According to calculations by Russian economist Pavel Ryabov, published on his Telegram channel, the potential closure of the Strait of Hormuz could remove roughly 20 million barrels per day from the global oil supply.
Several emergency measures could partially offset this loss. Pipelines in Saudi Arabia and the United Arab Emirates could redirect approximately 3 million barrels per day.
Another 1 million barrels per day might come from partially sanction-relieved Russian oil supplies, though this would likely last only one to one and a half months.
Global releases from strategic petroleum reserves could add up to 5.5 million barrels per day, while increased production outside the Middle East could eventually contribute another 1 million barrels per day, though with significant delays.
In total, these stabilization measures would cover only about half of the potential supply shortfall.
According to Ryabov, the most serious problem may be the forced shutdown of high-output oil wells due to rapidly filling storage facilities.

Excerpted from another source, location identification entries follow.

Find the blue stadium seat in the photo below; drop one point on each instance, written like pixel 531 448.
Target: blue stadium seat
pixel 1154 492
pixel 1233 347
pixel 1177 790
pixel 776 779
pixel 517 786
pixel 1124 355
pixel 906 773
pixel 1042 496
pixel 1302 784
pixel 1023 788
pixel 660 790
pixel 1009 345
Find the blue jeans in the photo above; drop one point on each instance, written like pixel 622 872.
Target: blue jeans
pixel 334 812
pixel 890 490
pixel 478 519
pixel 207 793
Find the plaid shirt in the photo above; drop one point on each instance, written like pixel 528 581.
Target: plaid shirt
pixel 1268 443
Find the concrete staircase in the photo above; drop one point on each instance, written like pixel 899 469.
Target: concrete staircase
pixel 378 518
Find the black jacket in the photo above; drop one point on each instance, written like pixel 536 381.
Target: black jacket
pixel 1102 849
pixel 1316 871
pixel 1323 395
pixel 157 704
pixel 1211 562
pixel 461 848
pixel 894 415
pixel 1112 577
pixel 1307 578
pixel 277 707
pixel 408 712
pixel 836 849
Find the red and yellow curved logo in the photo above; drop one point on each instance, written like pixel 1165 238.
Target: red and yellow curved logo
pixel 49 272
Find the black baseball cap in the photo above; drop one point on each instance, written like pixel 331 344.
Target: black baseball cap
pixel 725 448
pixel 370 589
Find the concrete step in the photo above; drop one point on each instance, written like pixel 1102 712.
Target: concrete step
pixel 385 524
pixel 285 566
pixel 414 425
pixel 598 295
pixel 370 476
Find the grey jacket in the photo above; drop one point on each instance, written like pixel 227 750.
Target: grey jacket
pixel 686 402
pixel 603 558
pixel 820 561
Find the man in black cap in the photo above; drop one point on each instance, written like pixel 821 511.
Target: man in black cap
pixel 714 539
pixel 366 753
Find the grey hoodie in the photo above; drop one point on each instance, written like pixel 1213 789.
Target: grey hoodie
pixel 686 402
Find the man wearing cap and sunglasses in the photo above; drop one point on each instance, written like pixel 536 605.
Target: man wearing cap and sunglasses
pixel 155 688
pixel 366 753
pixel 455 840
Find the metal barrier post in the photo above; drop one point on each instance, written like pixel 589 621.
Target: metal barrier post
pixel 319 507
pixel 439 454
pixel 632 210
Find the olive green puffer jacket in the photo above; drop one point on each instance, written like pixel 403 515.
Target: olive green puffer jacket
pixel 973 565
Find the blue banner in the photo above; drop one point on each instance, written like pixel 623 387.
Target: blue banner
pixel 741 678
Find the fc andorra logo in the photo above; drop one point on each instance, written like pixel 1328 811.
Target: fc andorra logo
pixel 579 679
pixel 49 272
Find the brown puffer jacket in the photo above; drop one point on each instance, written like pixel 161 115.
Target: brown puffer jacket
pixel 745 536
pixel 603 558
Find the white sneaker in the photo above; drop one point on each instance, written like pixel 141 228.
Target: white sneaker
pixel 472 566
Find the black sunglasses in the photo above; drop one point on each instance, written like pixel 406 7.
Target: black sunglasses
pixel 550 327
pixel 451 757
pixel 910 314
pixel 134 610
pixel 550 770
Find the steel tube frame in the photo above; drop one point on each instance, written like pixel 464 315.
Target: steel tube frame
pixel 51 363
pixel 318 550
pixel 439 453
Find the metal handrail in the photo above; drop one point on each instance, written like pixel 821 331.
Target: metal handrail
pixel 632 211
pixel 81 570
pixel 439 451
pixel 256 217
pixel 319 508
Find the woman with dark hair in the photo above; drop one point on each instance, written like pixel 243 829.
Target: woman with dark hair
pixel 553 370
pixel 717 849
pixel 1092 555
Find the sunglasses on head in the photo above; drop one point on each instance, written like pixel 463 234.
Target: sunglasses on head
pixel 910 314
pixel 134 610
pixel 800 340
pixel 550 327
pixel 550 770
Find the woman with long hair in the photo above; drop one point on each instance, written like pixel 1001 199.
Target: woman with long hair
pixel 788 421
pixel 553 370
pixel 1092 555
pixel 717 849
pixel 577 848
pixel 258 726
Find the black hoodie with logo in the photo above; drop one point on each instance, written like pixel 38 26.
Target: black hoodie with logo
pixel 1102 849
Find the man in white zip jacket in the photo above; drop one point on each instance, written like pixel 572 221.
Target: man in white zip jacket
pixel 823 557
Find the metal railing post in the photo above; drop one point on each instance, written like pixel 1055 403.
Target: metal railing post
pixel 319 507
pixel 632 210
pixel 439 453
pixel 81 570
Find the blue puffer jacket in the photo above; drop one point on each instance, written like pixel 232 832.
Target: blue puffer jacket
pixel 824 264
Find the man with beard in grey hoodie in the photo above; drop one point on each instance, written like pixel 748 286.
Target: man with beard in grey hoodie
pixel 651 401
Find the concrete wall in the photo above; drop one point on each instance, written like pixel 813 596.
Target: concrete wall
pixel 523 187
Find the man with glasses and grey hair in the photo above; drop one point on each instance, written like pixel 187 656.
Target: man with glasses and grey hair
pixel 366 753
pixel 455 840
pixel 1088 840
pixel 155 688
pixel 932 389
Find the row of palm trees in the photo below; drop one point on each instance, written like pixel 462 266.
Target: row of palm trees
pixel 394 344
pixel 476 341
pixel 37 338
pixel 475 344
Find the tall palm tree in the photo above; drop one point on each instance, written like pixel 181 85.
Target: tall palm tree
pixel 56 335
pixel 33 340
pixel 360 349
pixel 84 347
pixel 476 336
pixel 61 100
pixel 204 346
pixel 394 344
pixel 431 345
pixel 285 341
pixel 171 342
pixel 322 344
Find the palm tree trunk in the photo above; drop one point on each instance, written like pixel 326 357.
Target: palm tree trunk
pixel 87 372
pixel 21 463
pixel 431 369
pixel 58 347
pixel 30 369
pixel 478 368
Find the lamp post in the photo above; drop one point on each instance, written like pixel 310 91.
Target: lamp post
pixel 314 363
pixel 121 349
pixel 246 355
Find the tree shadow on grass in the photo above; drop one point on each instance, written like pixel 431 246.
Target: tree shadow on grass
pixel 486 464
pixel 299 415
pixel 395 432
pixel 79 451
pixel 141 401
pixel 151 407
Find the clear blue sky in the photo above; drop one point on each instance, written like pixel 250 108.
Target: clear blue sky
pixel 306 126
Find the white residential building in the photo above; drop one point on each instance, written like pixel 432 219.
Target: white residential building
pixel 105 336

If the situation in the Strait of Hormuz remains unchanged for two weeks, some of the world's most productive wells may have to be closed.
Restarting such wells can take up to eight weeks, and the process may lead to permanent production losses.
Water migration into oil-bearing layers can reduce reservoir pressure, potentially lowering output by 10 to 30 percent compared to original production levels.
The economist estimates that irreversible losses could reach between 1 and 1.5 million barrels per day, volumes that may never be fully restored.
Comparable technical challenges exist at major natural gas fields.
Sudden shutdowns of high-output wells can trigger hydraulic shocks and abnormal pressure spikes inside reservoirs, potentially causing rock collapse near the wellbore and permanently reducing output.
Liquefied natural gas plants also cannot be restarted quickly. The technological restart cycle can take up to six weeks and may result in additional production losses.
Ryabov argues that the economic consequences of the crisis could have major political implications for the United States.
According to his assessment, rising energy prices could contribute to inflation, a weakening labor market, depletion of military stockpiles and growing political instability.
At the same time, the economist believes the situation may benefit Russia, as higher energy prices could increase budget revenues, potentially ease sanctions pressure and weaken Europe economically.
The analyst also argues that prolonged tensions could deepen divisions within the Western alliance and complicate political initiatives proposed by Donald Trump, including projects known as the Board of Peace and the Shield of the Americas.
According to the economist, several post-Soviet states that have aligned closely with Washington, including Kazakhstan, Uzbekistan, Azerbaijan and Armenia, could also face political and economic consequences if the situation escalates further.
On March 11, Donald Trump publicly signaled a desire to step back from the Iranian conflict while declaring that the United States had achieved victory.
However, Tehran has reportedly put forward conditions that remain unacceptable for Washington, including guarantees of non-aggression in the future, the payment of reparations and recognition of Iran's right to maintain a full nuclear fuel cycle.